Quelque 25 tonnes de drogue par mois, environ 200 détenus et au moins « l’éclatement » d’une opération par semaine sont les chiffres des résultats de la lutte du SVA Hacienda, de la Guardia civil et de la Policia Nacional contre le trafic de drogue en Andalousie.

Le mois dernier a marqué les trois ans depuis la mise en œuvre du plan de sécurité pour le Campo de Gibraltar projeté par le ministère de l’Intérieur pour lutter contre l’impunité avec laquelle les trafiquants de drogue opéraient dans la région, avec une augmentation de la violence et, même le harcèlement des forces de sécurité.

Parallèlement au plan du gouvernement, la « Guardia civil » a lancé l’opération Carteia pour lutter contre le trafic de drogue de manière plus globale, en intégrant le travail des différentes commanderies en intégrant progressivement les différentes provinces andalouses dans le plan d’action sauf Jaén et Córdoba.

La création du Centre régional d’analyse et de renseignement contre le trafic de drogue (CRAIN) pour centraliser et interpréter toutes les informations et l’OCON Sur, un organe de coordination pour favoriser les enquêtes sur le terrain.

Le narcotrafic avant Carteia

Comment fonctionnaient les narcos avant Carteia ? Comme l’explique le commandant analyste en chef du CRAIN, les organisations ont basé leur activité « sur l’efficacité et l’économie de moyens », avec des actions rapides et au moindre coût possible.

Pour ce faire, ils ont placé à la fois les points de lancement des narco-bateaux, ainsi que les points de cargaison et de stockage dissimulé, le plus près possible pour économiser les coûts logistiques, ainsi que pour avoir moins d’exposition aux forces de sécurité.

Cependant, le lancement de Carteia frappait les organisations, avec le démantèlement des quais de la drogue le long de la côte andalouse et le démantèlement de certaines des organisations les plus puissantes.

« Les organisations pensaient que cela ne durerait pas longtemps et que l’averse passerait en quelques mois.

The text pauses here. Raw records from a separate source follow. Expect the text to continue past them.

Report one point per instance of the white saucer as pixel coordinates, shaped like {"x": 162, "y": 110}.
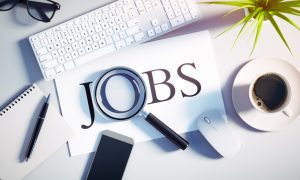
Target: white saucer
{"x": 240, "y": 93}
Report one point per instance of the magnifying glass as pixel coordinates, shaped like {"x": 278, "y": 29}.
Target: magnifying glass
{"x": 120, "y": 94}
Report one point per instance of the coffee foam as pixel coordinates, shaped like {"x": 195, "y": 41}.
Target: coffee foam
{"x": 259, "y": 103}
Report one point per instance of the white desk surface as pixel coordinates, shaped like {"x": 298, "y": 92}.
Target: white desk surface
{"x": 264, "y": 155}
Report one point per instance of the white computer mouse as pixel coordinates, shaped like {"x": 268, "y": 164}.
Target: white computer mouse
{"x": 218, "y": 133}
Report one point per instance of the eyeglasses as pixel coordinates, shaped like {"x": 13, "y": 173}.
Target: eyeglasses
{"x": 41, "y": 10}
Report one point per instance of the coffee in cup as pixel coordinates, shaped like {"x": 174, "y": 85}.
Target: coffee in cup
{"x": 270, "y": 93}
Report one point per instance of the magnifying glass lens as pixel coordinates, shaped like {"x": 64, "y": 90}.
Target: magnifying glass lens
{"x": 120, "y": 94}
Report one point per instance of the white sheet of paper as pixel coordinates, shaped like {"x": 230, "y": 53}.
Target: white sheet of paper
{"x": 179, "y": 113}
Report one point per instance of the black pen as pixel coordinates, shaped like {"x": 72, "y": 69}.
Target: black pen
{"x": 37, "y": 128}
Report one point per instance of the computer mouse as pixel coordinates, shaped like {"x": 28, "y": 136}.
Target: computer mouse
{"x": 218, "y": 133}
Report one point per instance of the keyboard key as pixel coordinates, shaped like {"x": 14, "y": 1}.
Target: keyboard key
{"x": 74, "y": 54}
{"x": 89, "y": 40}
{"x": 61, "y": 51}
{"x": 50, "y": 73}
{"x": 45, "y": 57}
{"x": 102, "y": 43}
{"x": 158, "y": 30}
{"x": 82, "y": 43}
{"x": 133, "y": 22}
{"x": 102, "y": 34}
{"x": 133, "y": 30}
{"x": 68, "y": 57}
{"x": 69, "y": 65}
{"x": 116, "y": 37}
{"x": 75, "y": 45}
{"x": 68, "y": 48}
{"x": 49, "y": 64}
{"x": 123, "y": 35}
{"x": 55, "y": 54}
{"x": 187, "y": 17}
{"x": 129, "y": 40}
{"x": 96, "y": 37}
{"x": 123, "y": 26}
{"x": 42, "y": 51}
{"x": 61, "y": 60}
{"x": 120, "y": 44}
{"x": 109, "y": 31}
{"x": 151, "y": 32}
{"x": 154, "y": 22}
{"x": 37, "y": 45}
{"x": 34, "y": 38}
{"x": 50, "y": 47}
{"x": 81, "y": 51}
{"x": 165, "y": 27}
{"x": 59, "y": 69}
{"x": 57, "y": 45}
{"x": 139, "y": 37}
{"x": 64, "y": 42}
{"x": 95, "y": 46}
{"x": 177, "y": 21}
{"x": 88, "y": 48}
{"x": 193, "y": 10}
{"x": 108, "y": 40}
{"x": 91, "y": 56}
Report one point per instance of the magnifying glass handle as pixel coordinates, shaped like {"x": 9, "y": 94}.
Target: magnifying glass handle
{"x": 168, "y": 132}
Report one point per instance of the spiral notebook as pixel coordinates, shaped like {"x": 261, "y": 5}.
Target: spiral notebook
{"x": 17, "y": 121}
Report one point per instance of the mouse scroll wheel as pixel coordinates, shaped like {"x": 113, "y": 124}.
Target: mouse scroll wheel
{"x": 207, "y": 120}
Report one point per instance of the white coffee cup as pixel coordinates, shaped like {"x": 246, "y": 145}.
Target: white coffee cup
{"x": 271, "y": 93}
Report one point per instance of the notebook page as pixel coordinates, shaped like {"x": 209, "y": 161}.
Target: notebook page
{"x": 17, "y": 122}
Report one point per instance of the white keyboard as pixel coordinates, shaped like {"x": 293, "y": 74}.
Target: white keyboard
{"x": 107, "y": 29}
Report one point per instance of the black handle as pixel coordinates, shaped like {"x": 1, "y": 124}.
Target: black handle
{"x": 168, "y": 132}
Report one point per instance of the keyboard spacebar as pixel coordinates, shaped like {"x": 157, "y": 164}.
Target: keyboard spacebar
{"x": 96, "y": 54}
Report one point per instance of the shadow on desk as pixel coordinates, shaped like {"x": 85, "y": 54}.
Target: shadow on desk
{"x": 34, "y": 72}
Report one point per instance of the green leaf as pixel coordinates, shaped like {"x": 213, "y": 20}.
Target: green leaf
{"x": 290, "y": 4}
{"x": 238, "y": 8}
{"x": 286, "y": 19}
{"x": 286, "y": 10}
{"x": 230, "y": 3}
{"x": 270, "y": 17}
{"x": 248, "y": 18}
{"x": 260, "y": 20}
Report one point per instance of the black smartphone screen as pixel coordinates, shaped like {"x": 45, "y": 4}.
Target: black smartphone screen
{"x": 111, "y": 157}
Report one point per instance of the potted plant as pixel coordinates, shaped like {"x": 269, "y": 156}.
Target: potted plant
{"x": 258, "y": 11}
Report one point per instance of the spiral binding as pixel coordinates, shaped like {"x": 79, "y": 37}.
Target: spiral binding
{"x": 17, "y": 100}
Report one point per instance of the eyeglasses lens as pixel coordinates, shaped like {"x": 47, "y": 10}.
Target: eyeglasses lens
{"x": 7, "y": 4}
{"x": 41, "y": 9}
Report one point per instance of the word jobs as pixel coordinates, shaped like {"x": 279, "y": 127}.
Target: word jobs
{"x": 152, "y": 86}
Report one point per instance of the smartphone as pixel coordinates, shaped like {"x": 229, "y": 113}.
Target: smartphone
{"x": 111, "y": 157}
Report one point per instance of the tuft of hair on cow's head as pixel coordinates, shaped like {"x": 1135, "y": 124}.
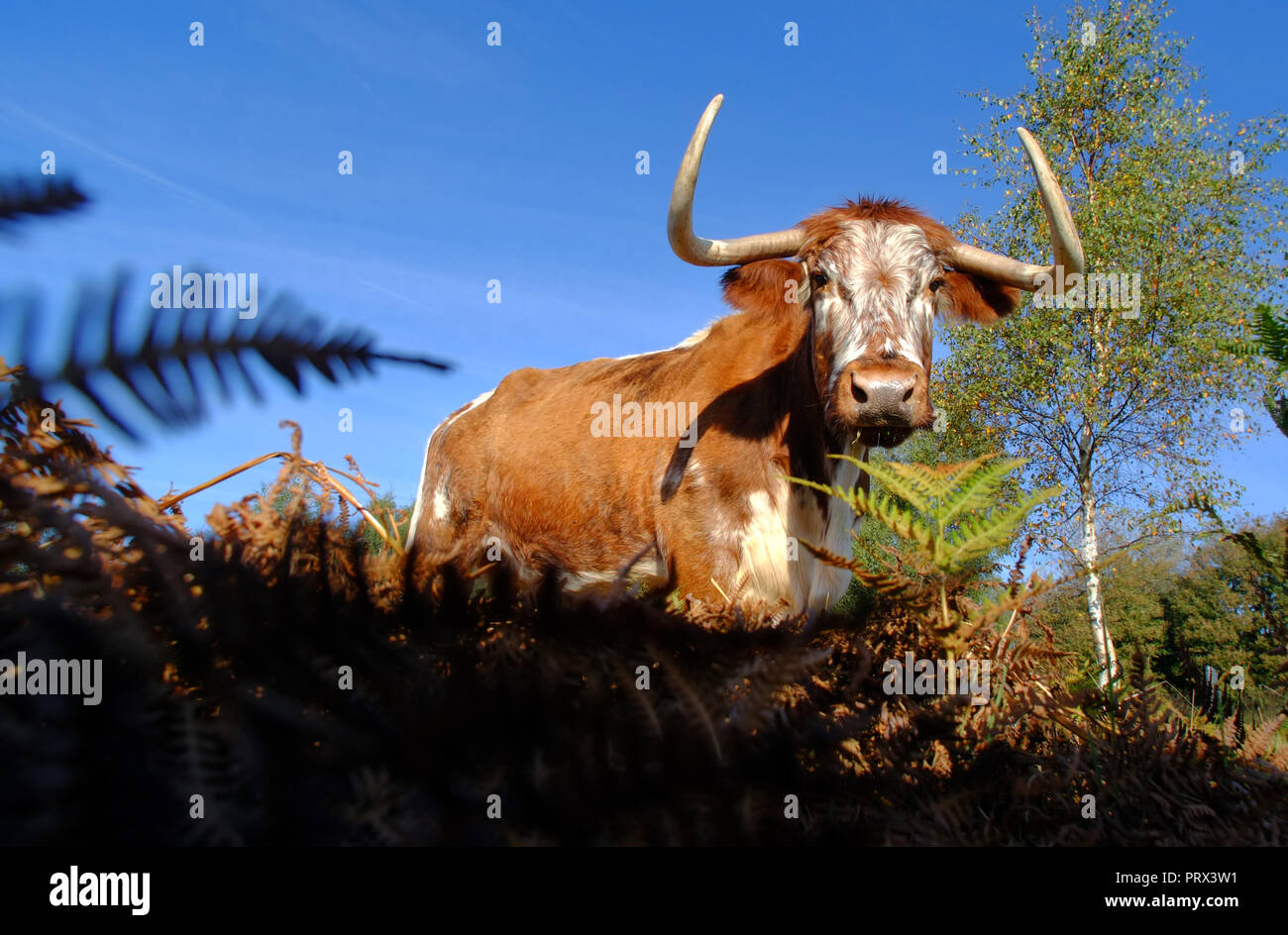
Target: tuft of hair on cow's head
{"x": 874, "y": 274}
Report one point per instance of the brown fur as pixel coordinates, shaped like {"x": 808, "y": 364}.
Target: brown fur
{"x": 524, "y": 468}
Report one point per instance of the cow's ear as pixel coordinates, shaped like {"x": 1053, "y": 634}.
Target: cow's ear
{"x": 974, "y": 299}
{"x": 765, "y": 286}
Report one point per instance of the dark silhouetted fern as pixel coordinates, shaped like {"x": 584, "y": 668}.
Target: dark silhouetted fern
{"x": 21, "y": 200}
{"x": 161, "y": 371}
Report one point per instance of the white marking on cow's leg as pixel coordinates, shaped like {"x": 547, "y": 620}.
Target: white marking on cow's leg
{"x": 763, "y": 563}
{"x": 441, "y": 506}
{"x": 424, "y": 468}
{"x": 819, "y": 583}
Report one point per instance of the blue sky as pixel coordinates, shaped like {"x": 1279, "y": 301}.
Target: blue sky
{"x": 475, "y": 162}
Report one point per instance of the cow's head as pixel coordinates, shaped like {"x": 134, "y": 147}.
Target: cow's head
{"x": 874, "y": 274}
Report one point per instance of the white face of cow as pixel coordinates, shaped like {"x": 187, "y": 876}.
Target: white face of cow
{"x": 872, "y": 288}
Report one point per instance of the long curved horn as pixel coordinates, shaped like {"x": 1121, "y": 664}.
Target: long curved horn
{"x": 679, "y": 218}
{"x": 1064, "y": 237}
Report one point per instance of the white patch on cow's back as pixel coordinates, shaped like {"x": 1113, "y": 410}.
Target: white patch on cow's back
{"x": 442, "y": 504}
{"x": 696, "y": 338}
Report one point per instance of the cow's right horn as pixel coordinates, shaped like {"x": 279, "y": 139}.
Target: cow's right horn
{"x": 679, "y": 218}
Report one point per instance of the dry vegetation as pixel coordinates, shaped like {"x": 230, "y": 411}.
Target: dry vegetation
{"x": 220, "y": 678}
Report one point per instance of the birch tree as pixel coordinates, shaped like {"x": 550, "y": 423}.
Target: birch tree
{"x": 1124, "y": 391}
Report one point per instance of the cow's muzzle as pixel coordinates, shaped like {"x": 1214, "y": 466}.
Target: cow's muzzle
{"x": 883, "y": 401}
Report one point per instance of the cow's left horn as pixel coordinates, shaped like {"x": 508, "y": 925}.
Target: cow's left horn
{"x": 679, "y": 218}
{"x": 1064, "y": 237}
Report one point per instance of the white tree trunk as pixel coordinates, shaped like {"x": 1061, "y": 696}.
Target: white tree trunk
{"x": 1100, "y": 638}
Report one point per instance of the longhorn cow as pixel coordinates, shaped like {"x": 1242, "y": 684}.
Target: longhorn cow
{"x": 673, "y": 467}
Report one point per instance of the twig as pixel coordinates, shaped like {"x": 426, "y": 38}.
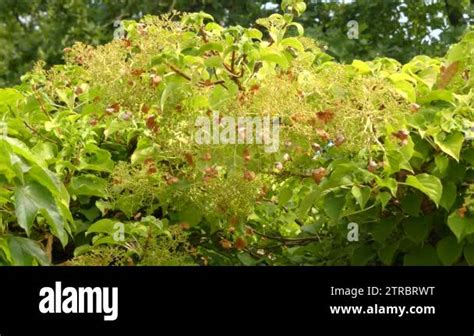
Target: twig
{"x": 178, "y": 71}
{"x": 40, "y": 135}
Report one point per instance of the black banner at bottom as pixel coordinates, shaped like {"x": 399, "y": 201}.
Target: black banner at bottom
{"x": 93, "y": 301}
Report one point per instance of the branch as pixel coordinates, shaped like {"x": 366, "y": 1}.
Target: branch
{"x": 179, "y": 72}
{"x": 288, "y": 241}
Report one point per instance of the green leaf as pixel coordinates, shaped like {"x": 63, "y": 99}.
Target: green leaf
{"x": 383, "y": 198}
{"x": 103, "y": 226}
{"x": 411, "y": 203}
{"x": 293, "y": 43}
{"x": 307, "y": 202}
{"x": 22, "y": 250}
{"x": 384, "y": 228}
{"x": 469, "y": 254}
{"x": 361, "y": 67}
{"x": 362, "y": 256}
{"x": 33, "y": 198}
{"x": 428, "y": 184}
{"x": 425, "y": 256}
{"x": 333, "y": 205}
{"x": 387, "y": 253}
{"x": 460, "y": 226}
{"x": 88, "y": 185}
{"x": 449, "y": 195}
{"x": 451, "y": 144}
{"x": 285, "y": 195}
{"x": 361, "y": 194}
{"x": 96, "y": 159}
{"x": 274, "y": 57}
{"x": 417, "y": 229}
{"x": 449, "y": 250}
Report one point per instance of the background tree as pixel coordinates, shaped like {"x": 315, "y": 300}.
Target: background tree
{"x": 31, "y": 30}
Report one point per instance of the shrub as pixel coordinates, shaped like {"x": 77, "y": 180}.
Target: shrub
{"x": 109, "y": 138}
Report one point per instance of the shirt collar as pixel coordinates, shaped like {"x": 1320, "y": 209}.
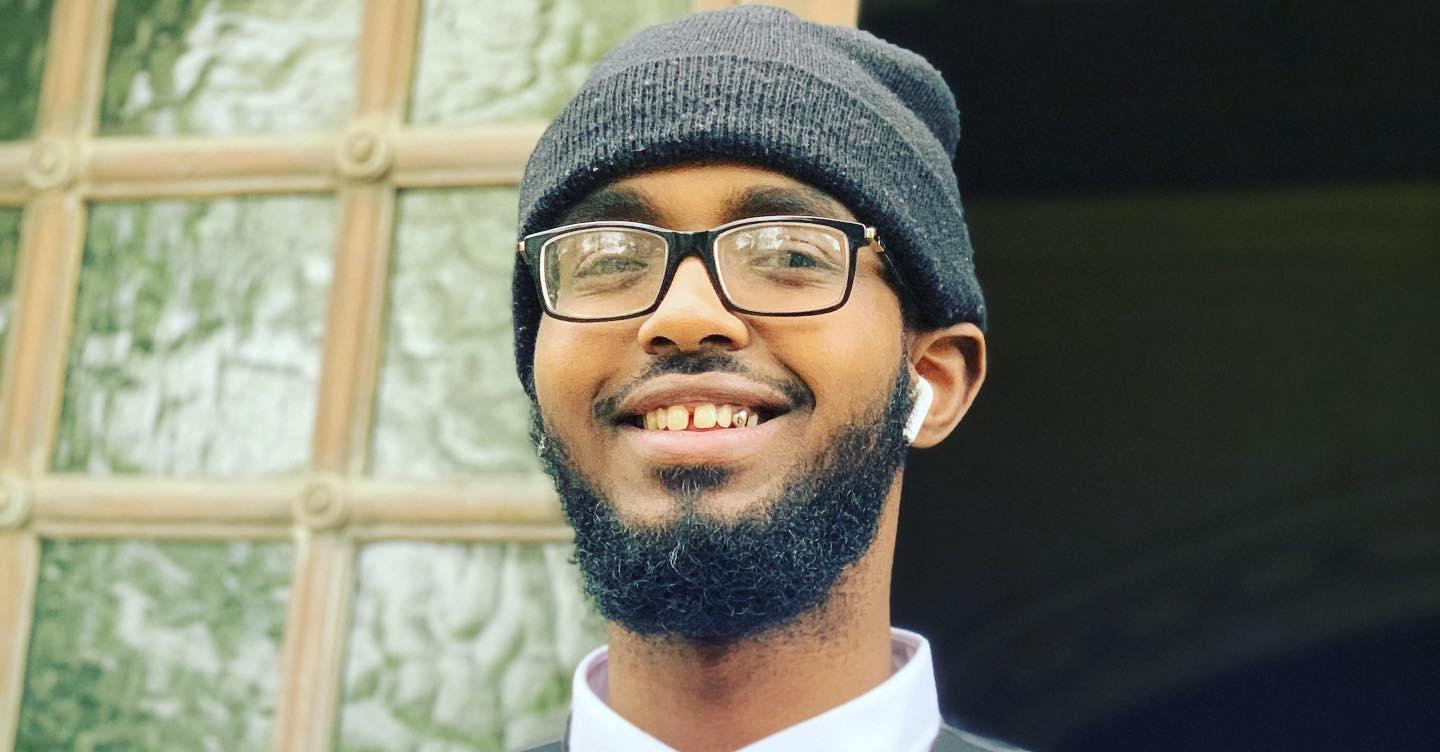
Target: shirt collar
{"x": 900, "y": 713}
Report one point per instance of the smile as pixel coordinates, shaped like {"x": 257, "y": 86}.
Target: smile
{"x": 702, "y": 417}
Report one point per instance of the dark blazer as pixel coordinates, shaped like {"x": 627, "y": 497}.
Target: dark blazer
{"x": 951, "y": 739}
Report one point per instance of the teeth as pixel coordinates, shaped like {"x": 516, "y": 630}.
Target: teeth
{"x": 703, "y": 415}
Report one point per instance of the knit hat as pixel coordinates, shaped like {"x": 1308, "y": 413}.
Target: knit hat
{"x": 869, "y": 123}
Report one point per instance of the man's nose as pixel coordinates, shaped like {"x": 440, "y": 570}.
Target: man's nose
{"x": 691, "y": 316}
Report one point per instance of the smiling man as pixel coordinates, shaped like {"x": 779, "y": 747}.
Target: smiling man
{"x": 743, "y": 288}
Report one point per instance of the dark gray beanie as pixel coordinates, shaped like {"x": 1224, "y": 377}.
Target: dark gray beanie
{"x": 869, "y": 123}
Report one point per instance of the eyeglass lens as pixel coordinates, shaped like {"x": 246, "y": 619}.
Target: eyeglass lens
{"x": 782, "y": 267}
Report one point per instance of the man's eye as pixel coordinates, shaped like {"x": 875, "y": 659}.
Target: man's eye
{"x": 792, "y": 258}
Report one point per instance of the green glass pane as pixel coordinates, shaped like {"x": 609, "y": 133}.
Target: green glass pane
{"x": 228, "y": 66}
{"x": 154, "y": 646}
{"x": 25, "y": 26}
{"x": 462, "y": 647}
{"x": 9, "y": 251}
{"x": 198, "y": 336}
{"x": 450, "y": 402}
{"x": 517, "y": 59}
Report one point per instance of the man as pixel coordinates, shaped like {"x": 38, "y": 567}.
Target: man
{"x": 743, "y": 287}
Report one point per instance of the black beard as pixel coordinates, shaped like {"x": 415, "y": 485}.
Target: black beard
{"x": 723, "y": 581}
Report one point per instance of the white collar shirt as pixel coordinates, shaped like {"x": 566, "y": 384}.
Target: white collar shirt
{"x": 900, "y": 713}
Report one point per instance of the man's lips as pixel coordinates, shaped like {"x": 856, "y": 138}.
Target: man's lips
{"x": 699, "y": 398}
{"x": 703, "y": 447}
{"x": 694, "y": 391}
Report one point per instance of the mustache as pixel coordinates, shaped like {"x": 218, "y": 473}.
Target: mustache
{"x": 795, "y": 391}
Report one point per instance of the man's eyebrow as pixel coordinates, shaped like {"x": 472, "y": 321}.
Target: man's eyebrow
{"x": 765, "y": 200}
{"x": 612, "y": 203}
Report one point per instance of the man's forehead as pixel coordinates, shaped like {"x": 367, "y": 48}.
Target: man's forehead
{"x": 726, "y": 192}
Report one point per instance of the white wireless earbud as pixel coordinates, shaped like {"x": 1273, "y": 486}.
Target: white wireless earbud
{"x": 923, "y": 395}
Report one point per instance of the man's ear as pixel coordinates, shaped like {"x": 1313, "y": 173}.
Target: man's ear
{"x": 952, "y": 359}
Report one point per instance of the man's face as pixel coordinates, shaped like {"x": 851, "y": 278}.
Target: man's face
{"x": 830, "y": 391}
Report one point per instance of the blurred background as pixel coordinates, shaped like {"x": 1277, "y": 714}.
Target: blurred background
{"x": 264, "y": 481}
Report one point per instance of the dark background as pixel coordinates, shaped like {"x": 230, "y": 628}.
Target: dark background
{"x": 1197, "y": 504}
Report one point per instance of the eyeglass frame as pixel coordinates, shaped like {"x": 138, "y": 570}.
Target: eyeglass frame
{"x": 702, "y": 244}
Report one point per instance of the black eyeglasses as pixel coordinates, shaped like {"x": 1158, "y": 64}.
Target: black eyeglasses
{"x": 766, "y": 265}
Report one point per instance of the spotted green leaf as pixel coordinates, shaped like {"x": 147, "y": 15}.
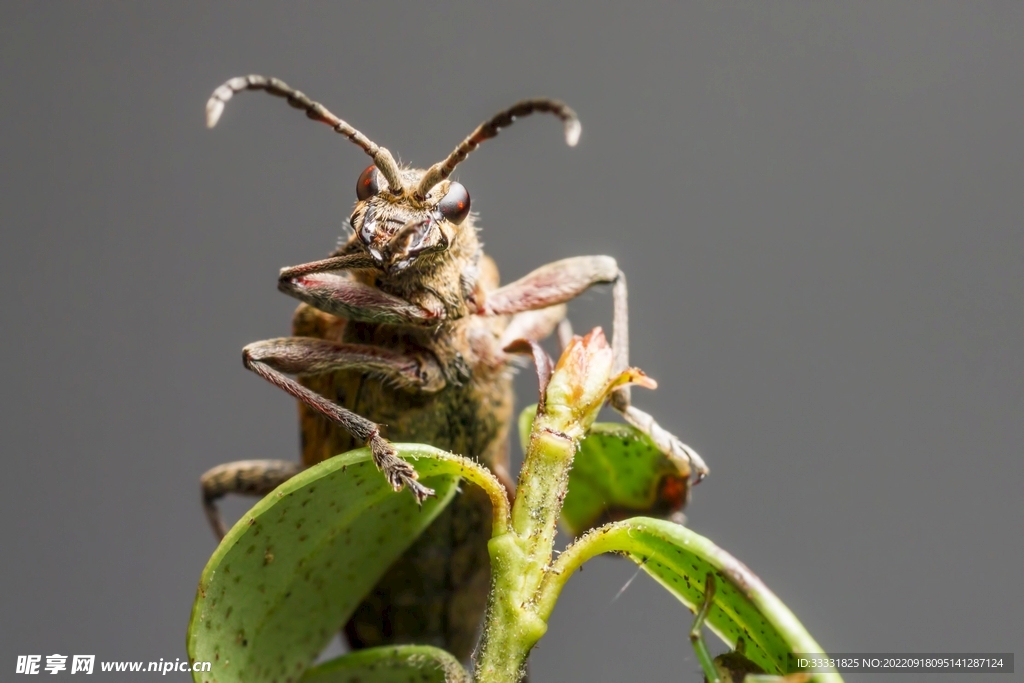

Elles ont baissé leur profil avec la conviction que la pression policière passerait et qu’elles fonctionneraient comme avant », souligne le commandant.

Ce n’était pas le cas, et la « Guardia civil » a continué à intensifier son travail avec un nouvel « allié »: l’arrêté royal qui interdit désormais l’usage privé sans autorisation préalable des bateaux pneumatiques et semi-rigides à grande vitesse, les fameux ‘narcolanchas’; arrêté qui autorise leur confiscation bien qu’ils ne transportent pas de drogue ou de tabac lorsqu’ils sont détectés.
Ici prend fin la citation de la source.